The accounts for Turnberry and Trump Links suggest they may be two further examples of poorly run businesses. A detailed analysis of Trump's two courses by Behind the Balance Sheet, a financial research consultancy, illustrated that profits had been consistently lower than at other established rivals in Scotland, including Loch Lomond Golf Club and Gleneagles, and that capital expenditure had consistently outstripped revenue growth at both resorts.

All in all, it's difficult to see how either business would ever generate a positive return on Trump's huge initial investment.

Companies House accounts showed that Golf Recreation Scotland, Turnberry's parent company, depends on an eye-watering amount of debt — around $160 million — owed to its parent company, the Donald J. Trump Revocable Trust, which is registered in New York.

Trump International Golf Club Scotland, which controls Trump's Aberdeenshire resort, owed Trump more than $55 million, and nearly $5 million to its parent company, DJT Holdings.

Their loans are unusual, however, because they are interest-free, negating the tax benefit of loaning money between companies owned by Trump, Mother Jones reported in November.

It's "a bit fishy," Shaviro said.

"Under US tax law, you can't really have an interest-free loan between related parties," he said.

"There would be a tendency to impute the market interest rate, or else they say it's really equity.

"So when separate tax entities are engaged in transactions, the idea is that it's got to be arm's length, it's got to reflect reality."

Shaviro said it wasn't clear there was any tax benefit to the way Trump had set up the loans.

"I don't see the obvious tax benefits here," he said. "Whether it's money-laundering or playing games with lenders, there is a pretty good guess something is going on, but I'm not sure exactly what it would be."

That brings us to the last theory.

A group of Scottish lawmakers led by the Green Party's Patrick Harvie this year called for an "unexplained wealth order" over Trump's finances. Their central question: Where did Trump get the money to pay for his resorts in the first place?

Harvie, a member of Scottish Parliament, said in February: "The purchases in Scotland were part of a very long spending spree, with his spokespeople claiming that he had vast sums of money sitting around and available for investment even though, at the same time, he was apparently being turned down for credit."

Trump, who once called himself the "king of debt," had spent his career building businesses on other people's borrowed money, even bragging about it on the campaign trail in 2016.

He began that spending spree in 2006, buying up more than $400 million worth of properties in cash over the next decade, The Washington Post reported in 2018. The first purchase was his Balmedie estate. The most expensive was Turnberry in 2014, even though it was losing money then, too. He purchased a course in Doonbeg, Ireland, in the same year, also using cash.
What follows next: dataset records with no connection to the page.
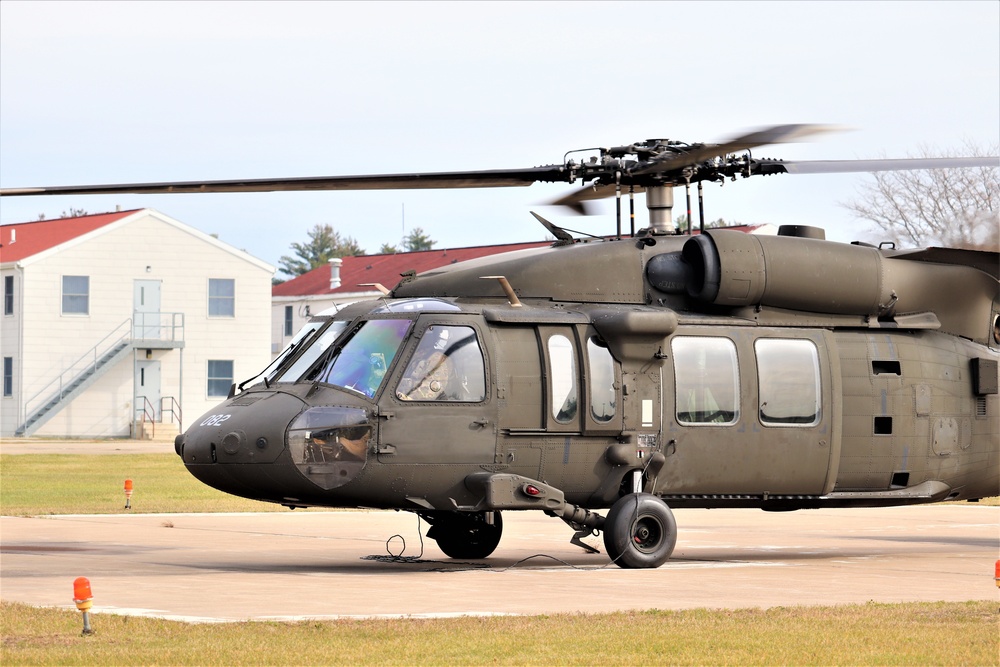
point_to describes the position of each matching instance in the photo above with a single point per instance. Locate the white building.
(115, 323)
(350, 279)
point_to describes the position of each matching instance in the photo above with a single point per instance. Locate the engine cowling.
(731, 268)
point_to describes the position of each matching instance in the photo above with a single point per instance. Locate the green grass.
(34, 484)
(872, 634)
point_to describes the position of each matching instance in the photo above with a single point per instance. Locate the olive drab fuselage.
(721, 370)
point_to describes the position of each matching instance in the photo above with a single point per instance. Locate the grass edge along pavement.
(938, 633)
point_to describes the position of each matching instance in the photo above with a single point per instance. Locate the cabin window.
(602, 380)
(76, 295)
(446, 366)
(707, 380)
(562, 383)
(8, 376)
(8, 295)
(221, 297)
(788, 382)
(220, 377)
(361, 364)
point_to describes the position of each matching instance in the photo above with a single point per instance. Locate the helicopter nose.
(245, 429)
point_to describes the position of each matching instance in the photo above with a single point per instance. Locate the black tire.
(466, 536)
(640, 531)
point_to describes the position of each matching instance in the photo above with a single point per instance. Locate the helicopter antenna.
(507, 289)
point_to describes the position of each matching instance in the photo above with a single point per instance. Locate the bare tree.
(957, 208)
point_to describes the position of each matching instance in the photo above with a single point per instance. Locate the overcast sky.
(116, 92)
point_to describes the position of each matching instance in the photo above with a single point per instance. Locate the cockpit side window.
(447, 365)
(564, 394)
(603, 394)
(362, 362)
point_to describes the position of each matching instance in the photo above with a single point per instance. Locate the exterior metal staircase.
(86, 370)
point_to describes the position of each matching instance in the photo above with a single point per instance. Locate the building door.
(146, 309)
(147, 390)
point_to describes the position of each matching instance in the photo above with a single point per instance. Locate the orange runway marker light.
(84, 600)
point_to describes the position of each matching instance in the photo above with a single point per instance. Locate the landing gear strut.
(640, 531)
(466, 535)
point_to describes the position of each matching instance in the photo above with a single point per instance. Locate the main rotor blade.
(853, 166)
(776, 134)
(496, 178)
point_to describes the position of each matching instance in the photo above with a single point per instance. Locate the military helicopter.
(629, 374)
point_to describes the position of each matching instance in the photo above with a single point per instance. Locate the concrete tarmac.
(324, 565)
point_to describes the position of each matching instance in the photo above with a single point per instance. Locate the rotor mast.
(660, 202)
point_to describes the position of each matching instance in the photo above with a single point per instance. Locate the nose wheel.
(467, 535)
(640, 531)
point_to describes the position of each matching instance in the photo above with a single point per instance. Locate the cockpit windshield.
(316, 347)
(301, 338)
(361, 363)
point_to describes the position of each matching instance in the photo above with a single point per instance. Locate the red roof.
(386, 269)
(24, 239)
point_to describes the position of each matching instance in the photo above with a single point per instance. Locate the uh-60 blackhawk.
(632, 374)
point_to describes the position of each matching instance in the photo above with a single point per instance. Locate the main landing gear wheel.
(467, 535)
(640, 531)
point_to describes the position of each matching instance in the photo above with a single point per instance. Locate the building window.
(706, 380)
(789, 382)
(76, 295)
(8, 295)
(221, 297)
(220, 377)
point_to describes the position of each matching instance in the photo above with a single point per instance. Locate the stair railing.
(56, 389)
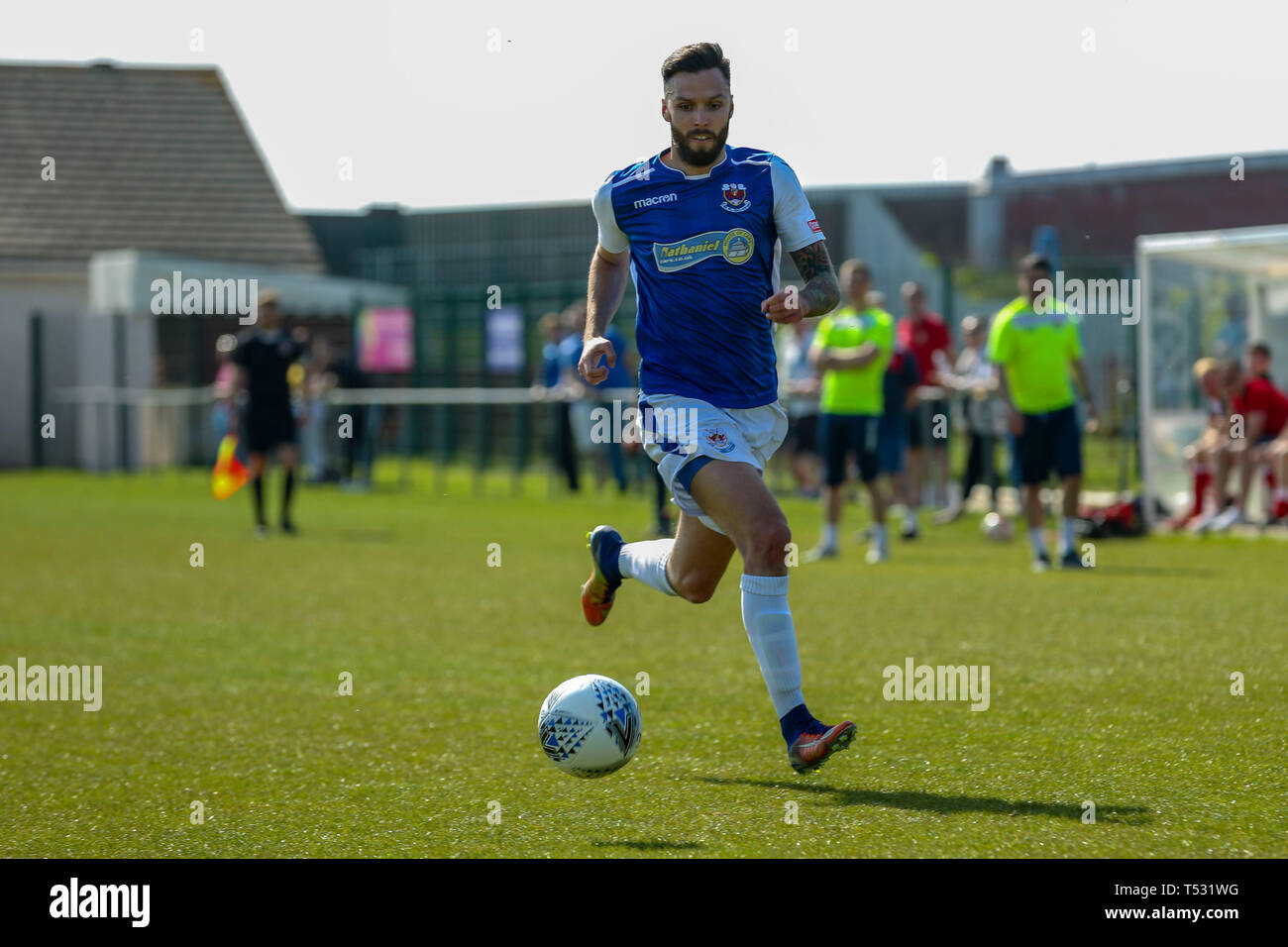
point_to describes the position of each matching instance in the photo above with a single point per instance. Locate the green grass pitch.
(220, 686)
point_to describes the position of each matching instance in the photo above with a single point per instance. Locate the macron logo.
(660, 198)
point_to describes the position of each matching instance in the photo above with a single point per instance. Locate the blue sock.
(797, 722)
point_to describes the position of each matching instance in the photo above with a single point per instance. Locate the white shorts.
(683, 434)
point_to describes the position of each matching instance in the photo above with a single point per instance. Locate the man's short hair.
(697, 56)
(1035, 262)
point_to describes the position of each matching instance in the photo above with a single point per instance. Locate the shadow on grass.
(928, 801)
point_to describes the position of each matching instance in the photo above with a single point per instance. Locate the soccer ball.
(590, 725)
(996, 527)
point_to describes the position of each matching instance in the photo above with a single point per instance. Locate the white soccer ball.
(590, 725)
(996, 527)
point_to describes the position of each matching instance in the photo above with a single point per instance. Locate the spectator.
(1035, 356)
(618, 379)
(1262, 411)
(1201, 457)
(851, 348)
(973, 376)
(926, 335)
(800, 385)
(562, 449)
(900, 397)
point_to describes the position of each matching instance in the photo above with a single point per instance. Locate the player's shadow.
(653, 845)
(930, 801)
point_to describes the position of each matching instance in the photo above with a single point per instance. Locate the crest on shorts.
(717, 438)
(734, 198)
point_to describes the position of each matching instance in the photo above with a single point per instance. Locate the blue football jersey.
(704, 252)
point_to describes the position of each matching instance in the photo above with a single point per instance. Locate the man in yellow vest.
(851, 348)
(1037, 350)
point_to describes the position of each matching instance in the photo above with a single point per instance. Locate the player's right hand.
(591, 352)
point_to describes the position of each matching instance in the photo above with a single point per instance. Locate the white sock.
(773, 637)
(647, 562)
(1067, 540)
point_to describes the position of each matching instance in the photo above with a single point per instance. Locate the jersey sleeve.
(795, 219)
(1000, 341)
(610, 236)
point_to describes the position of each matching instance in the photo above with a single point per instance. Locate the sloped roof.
(151, 158)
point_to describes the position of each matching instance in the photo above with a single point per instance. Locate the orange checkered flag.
(230, 474)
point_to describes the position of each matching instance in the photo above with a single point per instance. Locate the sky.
(437, 105)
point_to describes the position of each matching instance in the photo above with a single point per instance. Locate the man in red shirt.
(1262, 411)
(925, 335)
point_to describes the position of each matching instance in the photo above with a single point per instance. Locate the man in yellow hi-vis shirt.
(851, 348)
(1035, 347)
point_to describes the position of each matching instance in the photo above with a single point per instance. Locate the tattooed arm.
(819, 294)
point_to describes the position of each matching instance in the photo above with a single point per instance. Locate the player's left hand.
(784, 307)
(592, 351)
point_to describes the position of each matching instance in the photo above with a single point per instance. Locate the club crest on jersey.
(734, 198)
(717, 438)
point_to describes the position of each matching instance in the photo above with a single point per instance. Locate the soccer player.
(1263, 410)
(851, 350)
(925, 334)
(1034, 352)
(1202, 455)
(265, 355)
(699, 228)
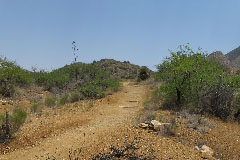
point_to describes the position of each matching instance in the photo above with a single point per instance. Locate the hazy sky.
(40, 32)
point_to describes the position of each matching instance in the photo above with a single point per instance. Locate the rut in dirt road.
(79, 126)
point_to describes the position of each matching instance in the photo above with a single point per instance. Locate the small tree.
(75, 50)
(188, 76)
(143, 73)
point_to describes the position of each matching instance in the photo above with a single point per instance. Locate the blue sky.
(40, 32)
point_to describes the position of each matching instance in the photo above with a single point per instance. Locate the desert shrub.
(17, 118)
(114, 84)
(63, 99)
(12, 75)
(191, 81)
(15, 121)
(143, 73)
(50, 101)
(88, 79)
(56, 78)
(34, 108)
(91, 91)
(74, 97)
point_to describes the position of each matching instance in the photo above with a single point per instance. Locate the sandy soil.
(91, 127)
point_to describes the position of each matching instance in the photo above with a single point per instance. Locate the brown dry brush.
(127, 152)
(5, 135)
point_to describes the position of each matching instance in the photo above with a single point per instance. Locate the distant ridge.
(230, 60)
(122, 70)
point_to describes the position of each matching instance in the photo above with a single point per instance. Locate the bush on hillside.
(87, 79)
(191, 81)
(11, 75)
(143, 73)
(50, 101)
(10, 123)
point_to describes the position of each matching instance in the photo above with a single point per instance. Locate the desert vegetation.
(193, 82)
(69, 84)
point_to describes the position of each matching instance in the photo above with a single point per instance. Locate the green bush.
(74, 97)
(16, 119)
(34, 108)
(50, 102)
(91, 91)
(12, 75)
(114, 84)
(143, 73)
(191, 81)
(63, 99)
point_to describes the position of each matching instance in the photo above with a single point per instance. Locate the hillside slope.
(230, 60)
(122, 70)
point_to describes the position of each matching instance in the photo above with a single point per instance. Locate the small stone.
(143, 125)
(207, 150)
(196, 148)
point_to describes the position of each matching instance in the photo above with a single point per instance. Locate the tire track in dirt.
(74, 127)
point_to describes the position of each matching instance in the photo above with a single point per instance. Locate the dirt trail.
(75, 127)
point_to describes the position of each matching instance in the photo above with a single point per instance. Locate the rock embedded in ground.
(207, 150)
(158, 126)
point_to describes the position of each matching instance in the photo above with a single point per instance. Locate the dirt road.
(84, 125)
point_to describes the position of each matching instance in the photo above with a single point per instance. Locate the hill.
(122, 70)
(234, 57)
(221, 59)
(230, 60)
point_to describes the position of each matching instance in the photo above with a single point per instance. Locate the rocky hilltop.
(122, 70)
(230, 60)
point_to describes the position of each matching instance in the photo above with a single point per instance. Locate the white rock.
(207, 150)
(196, 148)
(158, 125)
(143, 125)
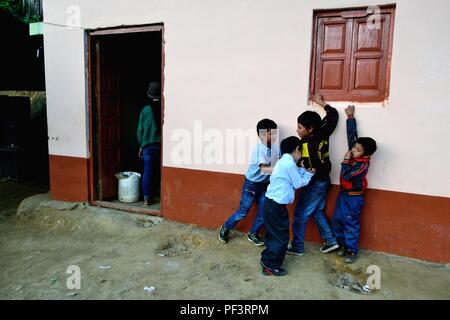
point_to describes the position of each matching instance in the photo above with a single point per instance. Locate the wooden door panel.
(332, 75)
(333, 52)
(369, 56)
(108, 108)
(334, 37)
(367, 74)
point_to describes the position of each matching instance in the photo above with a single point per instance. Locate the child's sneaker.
(274, 272)
(253, 237)
(329, 247)
(341, 251)
(293, 252)
(350, 257)
(224, 234)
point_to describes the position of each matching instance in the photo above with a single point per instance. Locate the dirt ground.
(119, 254)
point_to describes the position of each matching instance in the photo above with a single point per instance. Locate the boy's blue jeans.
(276, 221)
(345, 221)
(251, 191)
(151, 154)
(311, 202)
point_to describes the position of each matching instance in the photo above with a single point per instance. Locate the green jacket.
(147, 131)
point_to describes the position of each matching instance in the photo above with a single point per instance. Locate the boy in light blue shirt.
(263, 158)
(285, 178)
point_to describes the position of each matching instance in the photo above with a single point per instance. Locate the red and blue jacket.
(354, 171)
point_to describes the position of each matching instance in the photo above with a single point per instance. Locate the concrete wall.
(231, 63)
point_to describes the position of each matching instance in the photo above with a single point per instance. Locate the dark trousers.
(346, 220)
(251, 192)
(276, 222)
(151, 177)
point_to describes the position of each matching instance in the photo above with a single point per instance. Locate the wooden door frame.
(90, 37)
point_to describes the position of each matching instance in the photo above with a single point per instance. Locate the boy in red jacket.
(346, 216)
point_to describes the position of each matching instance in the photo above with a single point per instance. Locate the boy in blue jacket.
(346, 217)
(286, 177)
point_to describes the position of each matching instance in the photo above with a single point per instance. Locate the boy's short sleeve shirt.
(261, 154)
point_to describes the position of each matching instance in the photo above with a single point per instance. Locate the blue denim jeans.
(251, 191)
(345, 221)
(151, 154)
(311, 202)
(276, 222)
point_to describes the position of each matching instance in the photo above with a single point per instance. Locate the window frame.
(354, 14)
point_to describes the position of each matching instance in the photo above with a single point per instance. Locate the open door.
(122, 63)
(107, 95)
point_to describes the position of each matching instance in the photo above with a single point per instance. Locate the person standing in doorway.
(149, 139)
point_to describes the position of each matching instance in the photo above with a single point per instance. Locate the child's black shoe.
(274, 272)
(224, 234)
(328, 247)
(350, 257)
(253, 237)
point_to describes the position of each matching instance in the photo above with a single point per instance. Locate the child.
(256, 179)
(314, 133)
(286, 177)
(349, 203)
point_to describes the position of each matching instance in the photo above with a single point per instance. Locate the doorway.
(122, 63)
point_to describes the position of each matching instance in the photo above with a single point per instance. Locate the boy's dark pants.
(346, 220)
(251, 191)
(276, 222)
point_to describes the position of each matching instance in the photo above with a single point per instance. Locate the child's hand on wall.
(350, 110)
(311, 170)
(348, 155)
(319, 100)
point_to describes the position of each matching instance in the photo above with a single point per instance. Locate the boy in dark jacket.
(314, 134)
(346, 222)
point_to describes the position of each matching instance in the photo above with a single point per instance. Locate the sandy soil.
(119, 254)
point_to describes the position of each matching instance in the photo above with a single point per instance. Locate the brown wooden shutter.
(351, 55)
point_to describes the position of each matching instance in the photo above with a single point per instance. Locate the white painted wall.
(231, 63)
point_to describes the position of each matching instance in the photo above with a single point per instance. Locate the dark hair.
(369, 145)
(310, 119)
(266, 124)
(289, 144)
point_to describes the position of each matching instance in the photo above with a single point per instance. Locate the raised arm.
(299, 176)
(329, 122)
(352, 132)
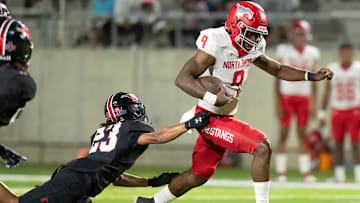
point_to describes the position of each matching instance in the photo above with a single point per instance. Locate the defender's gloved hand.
(10, 157)
(163, 179)
(200, 120)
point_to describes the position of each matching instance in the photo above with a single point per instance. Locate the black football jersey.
(114, 149)
(16, 88)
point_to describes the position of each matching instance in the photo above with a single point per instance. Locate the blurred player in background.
(344, 94)
(115, 147)
(229, 50)
(16, 85)
(296, 98)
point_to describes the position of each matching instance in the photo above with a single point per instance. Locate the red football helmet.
(301, 26)
(246, 18)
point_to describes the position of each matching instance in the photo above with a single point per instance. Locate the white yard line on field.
(213, 182)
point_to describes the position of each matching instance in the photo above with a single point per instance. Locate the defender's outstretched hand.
(200, 120)
(163, 179)
(10, 157)
(322, 74)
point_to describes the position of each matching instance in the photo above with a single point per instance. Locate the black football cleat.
(144, 200)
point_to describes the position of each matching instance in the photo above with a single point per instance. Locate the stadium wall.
(73, 85)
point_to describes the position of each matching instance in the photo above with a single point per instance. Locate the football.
(211, 84)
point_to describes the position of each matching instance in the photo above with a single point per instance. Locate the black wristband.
(311, 76)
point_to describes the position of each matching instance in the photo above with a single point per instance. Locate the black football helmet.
(15, 41)
(4, 12)
(124, 106)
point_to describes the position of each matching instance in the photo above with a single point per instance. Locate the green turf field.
(203, 194)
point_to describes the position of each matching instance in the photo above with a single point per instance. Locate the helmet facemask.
(245, 34)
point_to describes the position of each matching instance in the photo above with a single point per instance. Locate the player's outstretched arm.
(128, 180)
(6, 195)
(193, 68)
(169, 133)
(290, 73)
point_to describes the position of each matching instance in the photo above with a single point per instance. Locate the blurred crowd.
(138, 22)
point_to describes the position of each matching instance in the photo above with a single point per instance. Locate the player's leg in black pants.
(67, 186)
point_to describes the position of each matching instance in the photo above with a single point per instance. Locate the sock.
(304, 164)
(340, 175)
(262, 191)
(164, 195)
(357, 173)
(280, 164)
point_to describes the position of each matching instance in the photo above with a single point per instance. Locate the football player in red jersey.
(344, 96)
(296, 98)
(229, 50)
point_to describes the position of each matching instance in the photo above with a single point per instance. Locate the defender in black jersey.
(115, 146)
(16, 85)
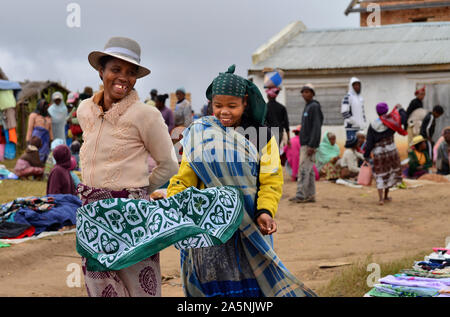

Harvie alluded to the closed-door congressional testimony in 2017 of Glenn Simpson, the head of Fusion GPS, the political-research agency that produced the so-called Steele dossier on links between Trump and Russia (one part of which a UK judge called "misleading").

Simpson told lawmakers that the firm's investigations had identified in the Trump Organization "patterns of buying and selling" real estate that "were suggestive of money laundering."

Later, he said that "because the Irish courses and the Scottish courses are under the UK," Fusion GPS was "able to get the financial statements."

"And they don't, on their face, show Russian involvement, but what they do show is enormous amounts of capital flowing into these projects from unknown sources and — or at least on paper it says it's from the Trump Organization, but it's hundreds of millions of dollars," Simpson said. "And these golf courses are just, you know, they're sinks. They don't actually make any money."

Trump's son Eric said last year that Harvie's claims had "no basis in fact" and called them "disgusting."

Scotland's government rejected the calls for an unexplained wealth order on the grounds that it was for the country's law officers, not politicians, to instigate such investigations. Nonetheless, these questions about how Trump paid for his golf resorts and why they keep losing so much money will only grow.